This showed up today.
Not wanting to say anything because having those social relationships were helpful to me, my visibility, my career. It's such a boys' club.-- Kelly Ellis (@justkelly_ok) March 7, 2015
I get that. The little white lie that it's all right, I wasn't offended. The lying silence where the, "check that bullshit," should have been. The desire to belong to the in-group (or an in-group, even if it's an in-group of one) is probably baked into our genetics. Those that arbitrate membership in the in-group set the standards by which membership is granted. So long as there is power there, the little internal betrayals needed to achieve membership, or if that isn't possible, satellite membership, can be justified.
I remember before hangouts launched, feeling super privileged to be in after-hours video hangouts with Vic and his team. I WAS IN!-- Kelly Ellis (@justkelly_ok) March 7, 2015
For a while. Until the price starts getting too high.
Know what was fun? My harasser's best buddy at work was my director I reported to for awhile.-- Kelly Ellis (@justkelly_ok) March 7, 2015
If the in-group is in all of the positions of both power and employee redress? That's a lot of incentive to shut the fuck up and laugh like you mean it.
Women working for big corps: HR is NOT ON YOUR SIDE. Learn and know this fact.-- Kelly Ellis (@justkelly_ok) March 7, 2015
"He feels like you humiliated him in front of his reports." Something HR actually fucking said to me.-- Kelly Ellis (@justkelly_ok) March 7, 2015
And if you keep poking at it, because shuting the fuck up and laughing already is becoming very hard, you lose in-group status.
FYI I haven't worked at Google since July. This was the primary reason I left.-- Kelly Ellis (@justkelly_ok) March 7, 2015
This is a very human progression, we've been doing it since pre-history. The modern workplace is supposed to be set up to deal with toxic managers and hostile work environments, but cronyism is incredibly corrosive. It takes active push-back to fend off, and of the corruption is deep enough that just costs you your job.
Most corporate severance agreements include something called a non-disparagement clause, which means, in effect:
The severed employee agrees to not say bad things about the Company, or cause material harm to the Company's business through their actions.

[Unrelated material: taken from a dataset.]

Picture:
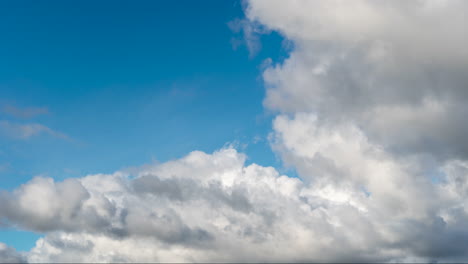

And accusing a manager of being a harassing asshole is the kind of thing that could trigger that clause. By telling the world about her experience with this manager, naming names, and calling out the toxic culture of that particular work-unit, she can be considered to be causing 'material harm' and could face serious legal consequences. If Google wants to be assholes about it, of course. But the language is there in the agreement specifically to scare ex-employees out of doing things like this.
The internal system was stacked against her, and the court of public opinion was also stacked against her by the very company that had the bad culture.
I'm guilty of making the same kind of calculations. I didn't seek in-group status as firmly as Kelly did, and it got me fired in the end. It turned out well for me, but was pretty traumatic at the time.
While I was there I did consciously choose to not call out jokes, behavior, or other things that offended me, specifically because I needed to stay on good terms with the in-group. I never got to crying, but the little niggling things did add up. It meant I didn't stay long at company events, didn't follow on after-work outings to bars, and generally stayed quiet a lot of the time. It was noticed.